O Solitude Z.406

Composer: Henry Purcell (b. 1659 - d. 1695)
Share :

Details

Composer: Henry Purcell (b. 1659 - d. 1695)

Performance date: 01/07/2014

Venue: St. Brendan’s Church

Composition Year: 1684/5

Duration: 00:04:14

Recording Engineer: Richard McCullough, RTE

Instrumentation Category:Small Mixed Ensemble

Instrumentation Other: S-solo, 2vn, va, vc, db, lu/gui

Artists: Maria Keohane - [soprano]
Concerto Copenhagen (Peter Spissky, Fredrik From, Antina Hugosson [violins], Torbjörn Köhl [viola], Kate Hearne [cello], Mattias Frostenson [bass], Fredrik Bock [archlute, guitar], Lars-Ulrik Mortensen [harpsichord, director]) - [baroque ensemble]

The original text of
O Solitude was by the French poet
Antoine de Saint-Amant. It was skillfully translated by the poet Katherine
Philips, who was particularly famous for her translation of Corneille’s Pompée into rhyming verse. It was the
first rhymed translation of a French tragedy and was produced in Dublin at the
Smock Alley Theatre, the first stage production ever of a play in English
written by a woman.
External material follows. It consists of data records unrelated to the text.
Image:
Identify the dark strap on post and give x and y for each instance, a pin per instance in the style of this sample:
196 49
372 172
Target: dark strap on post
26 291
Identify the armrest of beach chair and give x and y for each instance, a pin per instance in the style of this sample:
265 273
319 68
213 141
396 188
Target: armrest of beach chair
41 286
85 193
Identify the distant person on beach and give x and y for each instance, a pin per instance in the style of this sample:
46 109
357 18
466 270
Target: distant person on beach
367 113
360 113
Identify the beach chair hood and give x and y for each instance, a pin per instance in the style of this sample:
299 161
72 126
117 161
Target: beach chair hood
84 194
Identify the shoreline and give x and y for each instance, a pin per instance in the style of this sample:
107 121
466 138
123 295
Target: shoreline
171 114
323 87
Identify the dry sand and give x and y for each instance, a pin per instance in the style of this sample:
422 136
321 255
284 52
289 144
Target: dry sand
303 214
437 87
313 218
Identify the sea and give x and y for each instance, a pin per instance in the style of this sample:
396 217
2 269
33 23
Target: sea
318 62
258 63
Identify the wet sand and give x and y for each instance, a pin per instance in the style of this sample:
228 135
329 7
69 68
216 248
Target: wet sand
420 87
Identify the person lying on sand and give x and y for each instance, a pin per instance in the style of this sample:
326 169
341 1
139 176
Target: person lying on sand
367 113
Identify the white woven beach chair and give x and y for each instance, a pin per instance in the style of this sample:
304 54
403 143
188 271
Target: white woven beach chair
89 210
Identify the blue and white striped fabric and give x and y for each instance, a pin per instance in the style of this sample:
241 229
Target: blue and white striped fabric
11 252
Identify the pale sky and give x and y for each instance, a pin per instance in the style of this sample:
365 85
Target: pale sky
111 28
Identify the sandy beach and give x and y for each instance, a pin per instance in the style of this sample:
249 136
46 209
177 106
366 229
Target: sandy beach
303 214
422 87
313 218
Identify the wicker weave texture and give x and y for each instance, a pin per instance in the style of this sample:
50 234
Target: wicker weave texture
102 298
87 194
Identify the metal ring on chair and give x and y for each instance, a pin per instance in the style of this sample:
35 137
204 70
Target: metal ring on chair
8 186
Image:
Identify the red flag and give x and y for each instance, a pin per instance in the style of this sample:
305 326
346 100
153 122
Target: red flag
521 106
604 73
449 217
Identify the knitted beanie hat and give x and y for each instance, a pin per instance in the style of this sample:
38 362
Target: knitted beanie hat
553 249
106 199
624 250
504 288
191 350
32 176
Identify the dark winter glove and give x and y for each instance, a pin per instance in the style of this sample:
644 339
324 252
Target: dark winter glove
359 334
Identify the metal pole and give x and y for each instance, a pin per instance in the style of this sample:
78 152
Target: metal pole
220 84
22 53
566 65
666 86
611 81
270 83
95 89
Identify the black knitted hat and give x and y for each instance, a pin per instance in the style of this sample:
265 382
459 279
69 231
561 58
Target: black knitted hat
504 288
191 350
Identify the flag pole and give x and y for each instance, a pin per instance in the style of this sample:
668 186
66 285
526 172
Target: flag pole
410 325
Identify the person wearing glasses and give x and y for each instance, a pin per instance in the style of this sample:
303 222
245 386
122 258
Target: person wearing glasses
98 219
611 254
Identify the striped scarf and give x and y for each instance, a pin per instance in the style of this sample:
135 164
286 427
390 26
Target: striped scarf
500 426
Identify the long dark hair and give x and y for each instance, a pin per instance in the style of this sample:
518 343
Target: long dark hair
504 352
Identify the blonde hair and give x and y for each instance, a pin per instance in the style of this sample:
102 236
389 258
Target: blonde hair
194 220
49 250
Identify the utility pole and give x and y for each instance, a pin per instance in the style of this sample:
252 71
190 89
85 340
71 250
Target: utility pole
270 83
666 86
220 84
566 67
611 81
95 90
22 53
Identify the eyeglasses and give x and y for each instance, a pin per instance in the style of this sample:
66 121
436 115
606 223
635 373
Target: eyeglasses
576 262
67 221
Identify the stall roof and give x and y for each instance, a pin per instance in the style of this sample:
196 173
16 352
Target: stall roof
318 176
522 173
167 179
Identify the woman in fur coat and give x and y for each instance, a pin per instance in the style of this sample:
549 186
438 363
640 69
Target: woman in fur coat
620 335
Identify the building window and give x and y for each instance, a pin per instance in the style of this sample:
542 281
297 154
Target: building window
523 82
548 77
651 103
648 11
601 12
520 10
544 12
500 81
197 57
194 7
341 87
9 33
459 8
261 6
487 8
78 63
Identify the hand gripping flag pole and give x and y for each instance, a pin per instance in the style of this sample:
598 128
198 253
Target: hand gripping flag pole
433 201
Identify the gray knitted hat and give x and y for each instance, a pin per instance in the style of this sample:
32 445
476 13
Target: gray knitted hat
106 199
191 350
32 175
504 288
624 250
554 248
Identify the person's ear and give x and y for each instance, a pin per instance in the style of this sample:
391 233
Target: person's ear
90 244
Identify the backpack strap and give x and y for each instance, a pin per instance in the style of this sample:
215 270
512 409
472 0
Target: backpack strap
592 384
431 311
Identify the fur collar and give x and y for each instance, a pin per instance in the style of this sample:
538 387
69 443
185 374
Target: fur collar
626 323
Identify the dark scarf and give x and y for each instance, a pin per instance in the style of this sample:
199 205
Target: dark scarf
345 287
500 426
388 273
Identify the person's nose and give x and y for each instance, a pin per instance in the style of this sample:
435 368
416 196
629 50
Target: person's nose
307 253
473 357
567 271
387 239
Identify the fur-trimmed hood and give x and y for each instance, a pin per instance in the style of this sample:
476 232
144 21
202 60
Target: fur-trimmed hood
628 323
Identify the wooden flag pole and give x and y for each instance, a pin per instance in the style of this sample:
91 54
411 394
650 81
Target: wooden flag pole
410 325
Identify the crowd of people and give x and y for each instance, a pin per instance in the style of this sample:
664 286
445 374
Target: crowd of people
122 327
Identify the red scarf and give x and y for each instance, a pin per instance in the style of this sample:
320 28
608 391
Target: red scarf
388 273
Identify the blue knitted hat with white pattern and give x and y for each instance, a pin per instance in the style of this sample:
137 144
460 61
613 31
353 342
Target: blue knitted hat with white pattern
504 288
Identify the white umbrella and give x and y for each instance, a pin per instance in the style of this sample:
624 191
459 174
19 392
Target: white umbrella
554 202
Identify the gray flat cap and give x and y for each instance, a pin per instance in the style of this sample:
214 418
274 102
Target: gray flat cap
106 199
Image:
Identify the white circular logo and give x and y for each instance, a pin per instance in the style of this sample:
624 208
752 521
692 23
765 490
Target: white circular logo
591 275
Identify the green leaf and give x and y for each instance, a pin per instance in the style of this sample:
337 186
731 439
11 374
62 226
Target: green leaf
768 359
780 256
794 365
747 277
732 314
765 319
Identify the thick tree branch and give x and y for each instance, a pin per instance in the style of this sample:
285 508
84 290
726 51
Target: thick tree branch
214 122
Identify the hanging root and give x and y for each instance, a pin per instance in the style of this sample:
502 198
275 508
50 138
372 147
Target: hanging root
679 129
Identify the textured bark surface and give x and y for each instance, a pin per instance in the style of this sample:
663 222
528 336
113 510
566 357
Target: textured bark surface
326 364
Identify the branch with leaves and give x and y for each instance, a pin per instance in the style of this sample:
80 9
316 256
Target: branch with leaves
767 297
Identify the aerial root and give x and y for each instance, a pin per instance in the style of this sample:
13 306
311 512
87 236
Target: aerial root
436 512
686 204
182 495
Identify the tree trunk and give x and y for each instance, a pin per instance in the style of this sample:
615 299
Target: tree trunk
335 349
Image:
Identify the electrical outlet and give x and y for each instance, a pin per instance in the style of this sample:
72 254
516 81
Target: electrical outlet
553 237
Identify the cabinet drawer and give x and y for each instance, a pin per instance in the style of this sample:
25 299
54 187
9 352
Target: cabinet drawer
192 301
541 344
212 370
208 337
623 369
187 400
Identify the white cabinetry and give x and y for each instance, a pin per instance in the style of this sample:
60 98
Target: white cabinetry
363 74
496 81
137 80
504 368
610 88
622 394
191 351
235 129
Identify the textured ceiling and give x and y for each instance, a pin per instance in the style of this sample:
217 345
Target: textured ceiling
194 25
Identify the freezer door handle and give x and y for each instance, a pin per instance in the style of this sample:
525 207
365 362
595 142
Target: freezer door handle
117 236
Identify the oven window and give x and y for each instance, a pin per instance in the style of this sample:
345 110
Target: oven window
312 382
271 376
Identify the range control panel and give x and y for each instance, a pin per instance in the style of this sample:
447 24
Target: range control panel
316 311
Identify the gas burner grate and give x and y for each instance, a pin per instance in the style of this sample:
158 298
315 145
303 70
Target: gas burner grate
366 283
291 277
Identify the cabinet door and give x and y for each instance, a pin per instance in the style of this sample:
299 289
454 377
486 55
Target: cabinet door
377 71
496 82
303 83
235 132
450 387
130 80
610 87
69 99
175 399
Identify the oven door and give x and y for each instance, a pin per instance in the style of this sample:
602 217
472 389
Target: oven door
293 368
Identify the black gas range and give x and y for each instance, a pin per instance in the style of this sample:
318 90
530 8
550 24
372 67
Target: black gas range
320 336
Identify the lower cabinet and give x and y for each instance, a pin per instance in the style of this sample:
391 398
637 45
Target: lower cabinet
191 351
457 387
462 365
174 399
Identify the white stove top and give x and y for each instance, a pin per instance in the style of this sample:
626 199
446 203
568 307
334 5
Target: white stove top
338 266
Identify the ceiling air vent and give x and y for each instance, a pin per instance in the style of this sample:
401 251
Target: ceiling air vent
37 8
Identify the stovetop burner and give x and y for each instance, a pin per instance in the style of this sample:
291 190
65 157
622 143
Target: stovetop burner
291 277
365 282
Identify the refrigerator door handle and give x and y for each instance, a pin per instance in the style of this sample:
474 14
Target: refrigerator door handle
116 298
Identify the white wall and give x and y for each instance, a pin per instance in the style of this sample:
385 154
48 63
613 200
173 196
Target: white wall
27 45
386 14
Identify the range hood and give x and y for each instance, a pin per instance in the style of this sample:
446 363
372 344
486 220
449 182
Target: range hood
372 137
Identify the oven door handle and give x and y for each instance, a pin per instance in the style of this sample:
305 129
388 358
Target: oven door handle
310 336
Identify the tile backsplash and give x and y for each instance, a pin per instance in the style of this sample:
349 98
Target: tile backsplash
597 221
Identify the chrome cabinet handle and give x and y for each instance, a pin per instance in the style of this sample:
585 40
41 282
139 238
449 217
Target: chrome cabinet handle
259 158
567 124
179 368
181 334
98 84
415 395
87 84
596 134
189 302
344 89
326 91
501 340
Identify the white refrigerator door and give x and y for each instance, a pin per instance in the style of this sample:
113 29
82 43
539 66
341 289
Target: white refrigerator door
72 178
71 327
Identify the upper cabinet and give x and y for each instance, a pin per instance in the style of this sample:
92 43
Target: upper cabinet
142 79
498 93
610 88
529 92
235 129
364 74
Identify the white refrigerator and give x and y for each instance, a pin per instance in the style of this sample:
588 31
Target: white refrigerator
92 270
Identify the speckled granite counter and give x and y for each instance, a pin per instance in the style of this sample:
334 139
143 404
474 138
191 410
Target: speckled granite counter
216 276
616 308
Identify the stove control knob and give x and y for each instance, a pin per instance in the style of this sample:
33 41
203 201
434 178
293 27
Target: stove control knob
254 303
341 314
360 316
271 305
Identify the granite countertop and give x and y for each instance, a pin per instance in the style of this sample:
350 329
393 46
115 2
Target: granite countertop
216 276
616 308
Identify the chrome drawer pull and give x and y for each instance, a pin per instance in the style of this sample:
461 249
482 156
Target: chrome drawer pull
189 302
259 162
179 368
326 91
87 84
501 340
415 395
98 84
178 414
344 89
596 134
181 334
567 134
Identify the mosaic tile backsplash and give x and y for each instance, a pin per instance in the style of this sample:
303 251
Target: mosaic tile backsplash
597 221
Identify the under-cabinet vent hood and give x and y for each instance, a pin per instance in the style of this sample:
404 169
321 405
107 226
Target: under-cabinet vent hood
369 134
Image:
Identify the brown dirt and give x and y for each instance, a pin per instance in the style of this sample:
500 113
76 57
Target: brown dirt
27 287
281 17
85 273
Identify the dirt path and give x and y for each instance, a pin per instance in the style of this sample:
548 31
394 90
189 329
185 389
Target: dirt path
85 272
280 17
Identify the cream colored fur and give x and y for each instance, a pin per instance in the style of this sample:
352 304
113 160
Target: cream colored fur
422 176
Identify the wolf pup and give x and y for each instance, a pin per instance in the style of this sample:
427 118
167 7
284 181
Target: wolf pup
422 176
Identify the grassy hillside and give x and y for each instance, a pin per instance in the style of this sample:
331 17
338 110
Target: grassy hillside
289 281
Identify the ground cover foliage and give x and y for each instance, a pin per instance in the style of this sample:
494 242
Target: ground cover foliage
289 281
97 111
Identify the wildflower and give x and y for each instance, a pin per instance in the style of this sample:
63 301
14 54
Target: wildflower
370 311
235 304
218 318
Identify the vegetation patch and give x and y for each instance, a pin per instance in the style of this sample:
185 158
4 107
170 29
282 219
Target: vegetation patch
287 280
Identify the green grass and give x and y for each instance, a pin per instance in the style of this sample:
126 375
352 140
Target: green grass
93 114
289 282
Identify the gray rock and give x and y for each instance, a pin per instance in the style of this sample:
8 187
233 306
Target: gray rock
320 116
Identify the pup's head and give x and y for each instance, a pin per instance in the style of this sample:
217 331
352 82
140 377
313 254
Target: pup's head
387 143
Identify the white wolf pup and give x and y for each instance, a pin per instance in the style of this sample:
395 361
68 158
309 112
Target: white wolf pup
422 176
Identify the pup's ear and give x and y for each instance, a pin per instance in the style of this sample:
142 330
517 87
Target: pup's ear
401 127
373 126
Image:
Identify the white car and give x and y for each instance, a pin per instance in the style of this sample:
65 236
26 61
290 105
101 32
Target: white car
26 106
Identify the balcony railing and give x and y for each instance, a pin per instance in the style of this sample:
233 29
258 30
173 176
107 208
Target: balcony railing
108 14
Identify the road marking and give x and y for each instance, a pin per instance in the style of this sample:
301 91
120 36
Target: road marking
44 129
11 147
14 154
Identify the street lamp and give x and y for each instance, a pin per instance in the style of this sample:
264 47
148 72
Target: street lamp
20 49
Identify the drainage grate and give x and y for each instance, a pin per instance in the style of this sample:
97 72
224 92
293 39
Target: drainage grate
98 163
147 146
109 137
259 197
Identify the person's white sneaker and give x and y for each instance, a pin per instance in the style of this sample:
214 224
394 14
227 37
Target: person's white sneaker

She died of smallpox when only 32. Purcell’s setting is
based on twenty-eight repetitions of a ground bass. Over this hypnotic bass
Purcell illustrates the imaginative text with a ravishing melody, hiding the
regularity of the bass with overlapping vocal phrases and wonderful harmonic
variety.  There is much vivid word
painting – the phrase O Solitude recurs
throughout the song to a selection of
desolately falling intervals whereas today
as fresh and green
optimistically rises through the scale.